Fig. 4: Mechanism of flow birefringence.
figure 4

a Illustrative interpretation of temporal evolution of χ, Δn, and \(\dot{\gamma }\) over one oscillatory period To shown in Fig. 2. The evolution of the IE's state over half a cycle is schematized at the top. The oscillatory forcing results in four different phases in one cycle, identified by rotation χ and deformation Δn of the IE. Schematic of the relationship between the macroscopic deformation (parallelograms) and the IE (ellipsoids) for b large De and c small De. Once an oscillatory forcing with large De > 102 is applied, the IE does not recover its original isotropic shape because of negligible relaxation during the one oscillation cycle, i.e., \(\Delta {n}_{\min } > 0\), and the IE immediately reflects macroscopic deformation irrespective of the amplitude of the oscillatory forcing. On the other hand, the IE does not represent macroscopic deformation due to significant relaxation for small De ≤ 102. Steady forcing represents the limiting case as De → 0, where the birefringence Δn emerges due to the equilibrium established between macroscopic forcing and microscopic relaxation in the limit of infinite time.

Deborah number dependency

Division of the mechanistic processes of unsteady flow birefringence into four distinct phases (Fig. 4a) allows deepening the comprehension of the underlying physics of flow birefringence that underscores the importance of the characteristic relaxation time Tr of the microscopic polymer structures. Δn keeps increasing while a constant shear rate is imposed macroscopically and drops when the stress is loosened. Although the polymer’s deformation cannot be directly characterized, it suggests that the microstructures accumulate the elastic deformations by the shear stress and consequently exhibit them as birefringence. However, the microstructures inherently undergo relaxation to restore their original isotropy, as underpinned by the existence of Tr (Fig. 1c), thereby mitigating the accumulation. Its importance differs depending on the characteristic timescale Tc of the process that imposes the external force and is characterized by the Deborah number69 as

$${{\rm{De}}}=\frac{{T}_{{{\rm{r}}}}}{{T}_{{{\rm{c}}}}}.$$
(1)

This quantifies the relative slowness of the relaxation of the deformed microstructures with respect to the characteristic timescale of the externally applied forcing—small De indicates liquid-like (viscous) behaviors, whereas large De dictates solid-like (elastic). In the oscillatory systems, we naturally consider Tc = To. Accordingly, the polymer relaxation is negligibly slow for large De conditions, and the system is ultimately considered solid for De → . Under this scenario, the deformation is promptly accumulated on the microstructures and is maintained as long as the external force is applied (see Fig. 4b). Contrarily, when De is small, the structures relax rapidly even while experiencing forcing (see Fig. 4c), leading to a large phase lag between the forcing and the actual deformation. The De dependency, as conventionally thought67,68, results primarily in such a phase lag, and consequently manifests as that between the forcing and Δn (see Supplementary Information, Fig. S5 for signals of different De conditions achieved with the same fo). On top of the De dependence, the response of IE to macroscopic deformation is also amplitude-dependent: In the SAOS regime64, the birefringence may be scarcely observed due to the relatively small deformation of the microstructures, and can easily recover as illustrated by the smaller closed loops in Fig. 4b, c. The viscoelasticity in the SAOS regime can be described by the Maxwell model, which is theoretically derived by assuming internal structures with linear springs. Therefore, when De is sufficiently greater than unity, a unique relationship exists between the macroscopic deformation and the internal structural response.
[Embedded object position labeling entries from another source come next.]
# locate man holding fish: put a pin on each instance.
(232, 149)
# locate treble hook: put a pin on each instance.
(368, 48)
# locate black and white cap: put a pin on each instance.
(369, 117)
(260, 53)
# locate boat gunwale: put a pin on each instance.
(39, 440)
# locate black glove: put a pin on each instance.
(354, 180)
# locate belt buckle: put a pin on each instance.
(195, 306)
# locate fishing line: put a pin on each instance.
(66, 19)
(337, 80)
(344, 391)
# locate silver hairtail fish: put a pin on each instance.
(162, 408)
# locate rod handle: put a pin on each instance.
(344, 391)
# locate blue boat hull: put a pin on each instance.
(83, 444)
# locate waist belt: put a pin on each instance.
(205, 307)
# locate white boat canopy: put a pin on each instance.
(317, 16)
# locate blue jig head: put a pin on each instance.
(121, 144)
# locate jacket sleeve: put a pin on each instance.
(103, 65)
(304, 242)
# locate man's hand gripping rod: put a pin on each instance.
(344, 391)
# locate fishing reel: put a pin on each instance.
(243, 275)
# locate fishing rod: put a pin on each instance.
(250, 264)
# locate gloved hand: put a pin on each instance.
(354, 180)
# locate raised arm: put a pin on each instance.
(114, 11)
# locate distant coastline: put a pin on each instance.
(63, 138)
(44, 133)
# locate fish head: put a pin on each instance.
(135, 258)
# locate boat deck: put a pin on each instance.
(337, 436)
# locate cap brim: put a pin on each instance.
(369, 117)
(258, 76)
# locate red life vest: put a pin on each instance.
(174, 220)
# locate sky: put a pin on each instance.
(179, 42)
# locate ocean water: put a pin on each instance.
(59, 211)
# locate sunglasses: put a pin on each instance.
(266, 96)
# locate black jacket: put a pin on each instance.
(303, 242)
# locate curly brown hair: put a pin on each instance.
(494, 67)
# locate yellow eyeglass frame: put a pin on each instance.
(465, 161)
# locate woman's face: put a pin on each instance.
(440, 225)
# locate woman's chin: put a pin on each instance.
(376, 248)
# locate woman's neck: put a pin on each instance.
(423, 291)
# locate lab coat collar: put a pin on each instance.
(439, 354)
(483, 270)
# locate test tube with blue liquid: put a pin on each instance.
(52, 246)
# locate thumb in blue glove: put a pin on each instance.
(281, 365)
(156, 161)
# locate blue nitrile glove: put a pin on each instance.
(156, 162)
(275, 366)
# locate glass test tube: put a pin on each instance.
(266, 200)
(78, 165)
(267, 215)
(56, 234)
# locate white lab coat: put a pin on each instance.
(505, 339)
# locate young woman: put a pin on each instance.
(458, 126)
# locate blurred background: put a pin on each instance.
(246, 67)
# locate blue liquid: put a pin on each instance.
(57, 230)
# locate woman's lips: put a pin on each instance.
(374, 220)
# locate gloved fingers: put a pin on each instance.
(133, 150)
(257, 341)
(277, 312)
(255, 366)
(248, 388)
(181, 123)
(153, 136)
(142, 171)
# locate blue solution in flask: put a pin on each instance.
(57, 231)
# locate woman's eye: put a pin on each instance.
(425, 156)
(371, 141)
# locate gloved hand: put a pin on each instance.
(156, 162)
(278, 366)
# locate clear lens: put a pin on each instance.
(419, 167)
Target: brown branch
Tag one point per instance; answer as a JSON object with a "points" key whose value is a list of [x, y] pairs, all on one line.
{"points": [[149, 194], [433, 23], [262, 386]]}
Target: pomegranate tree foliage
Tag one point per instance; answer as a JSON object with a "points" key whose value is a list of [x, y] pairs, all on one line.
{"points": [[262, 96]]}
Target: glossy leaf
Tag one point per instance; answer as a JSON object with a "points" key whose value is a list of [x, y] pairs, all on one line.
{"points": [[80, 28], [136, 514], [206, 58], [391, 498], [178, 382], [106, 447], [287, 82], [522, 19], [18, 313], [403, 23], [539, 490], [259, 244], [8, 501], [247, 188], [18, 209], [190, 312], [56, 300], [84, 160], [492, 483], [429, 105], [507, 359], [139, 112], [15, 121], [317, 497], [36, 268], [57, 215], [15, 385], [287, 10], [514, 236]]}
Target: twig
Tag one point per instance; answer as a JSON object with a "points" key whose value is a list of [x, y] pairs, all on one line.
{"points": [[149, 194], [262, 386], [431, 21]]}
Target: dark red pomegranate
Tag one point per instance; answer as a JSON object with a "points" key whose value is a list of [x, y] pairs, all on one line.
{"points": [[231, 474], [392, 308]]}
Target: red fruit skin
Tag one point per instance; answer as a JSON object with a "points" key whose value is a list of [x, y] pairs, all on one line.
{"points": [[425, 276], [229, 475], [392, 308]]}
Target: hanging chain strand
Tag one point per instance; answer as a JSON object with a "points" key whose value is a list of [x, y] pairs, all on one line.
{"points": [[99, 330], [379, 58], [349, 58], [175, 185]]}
In the LAOS regime, the deformation is carried out at the polymer or larger scale, and these internal structures deform nonlinearly against the applied external force, leading to the nonlinear evolution of Δn. The latter may explain the manifestation of nonlinear Δn-\(\dot{\gamma }\) relationships in steady but infinitely large shear strain conditions reported elsewhere43,44,45. See a further discussion in Supplementary Information, Fig. S6.

Since the relaxation is negligibly slow for large De conditions, Δn(t) directly reflects the macroscopic deformation (shear strain) of fluids γ(t) at the same moment as the microscopic structures promptly deform in response to the macroscopic flows. For fluids, the deformation is the temporal integration of \(\dot{\gamma }(t)\) from an initial state γ0 at t = t0, that is

$$\gamma (t)={\gamma }_{0}+\int_{{t}_{0}}^{t}\dot{\gamma }(t)\,{{\rm{d}}}t.$$
(2)

This general definition indicates the need to trace the shear from its initial state in a Lagrangian manner, which is usually not feasible. In the oscillatory system, however, we can readily compute the equivalent value to the effective shear over one period as \({\gamma }_{{{\rm{eff}}}}=\sqrt{{\langle {\left[\gamma (t)-{\gamma }_{0}\right]}^{2}\rangle }_{t}}\), even without knowing γ0. This is enabled by our experimental configuration, achieving axisymmetric and unidirectional flows, which offers tracking of a continuously deforming fluid parcel in Lagrangian-equivalent observation (see the derivation in Supplementary Information).

The De dependency is demonstrated as the plots of the effective birefringence Δneff versus γeff shown in Fig. 5. The colors represent different c and fo. We obtain Tr for each concentration with separate frequency sweep measurements with a rheometer as shown in Fig. 1c, resulting in a wide range of De, \({{\rm{De}}}={{\mathcal{O}}}(1{0}^{0}\,{\mbox{-}}\,1{0}^{3})\): De  [1.5, 6.2] for c = 0.1 wt.%, De  [29, 116] for c = 0.2 wt.%, and De  [409, 1635] for c = 0.4 wt.%. Strikingly, the highest concentration, c = 0.4 wt.%, with large \({{\rm{De}}}\ge {{\mathcal{O}}}(1{0}^{2})\) shows a sound collapse across different fo, providing a one-on-one relationship between Δneff and γeff. The collapse becomes less evident with the decrease of De as lower c. In particular, the curves fully spread for c = 0.1 wt.% with \({{\rm{De}}}={{\mathcal{O}}}(1{0}^{0})\). Within each concentration for lower c conditions, the larger fo records, the larger the value of Δneff for a given γeff. Because of the rapid relaxation of the structures for low De, the obtained birefringence does not fully represent the accumulated deformation by the external force, leading to the underestimation of Δneff.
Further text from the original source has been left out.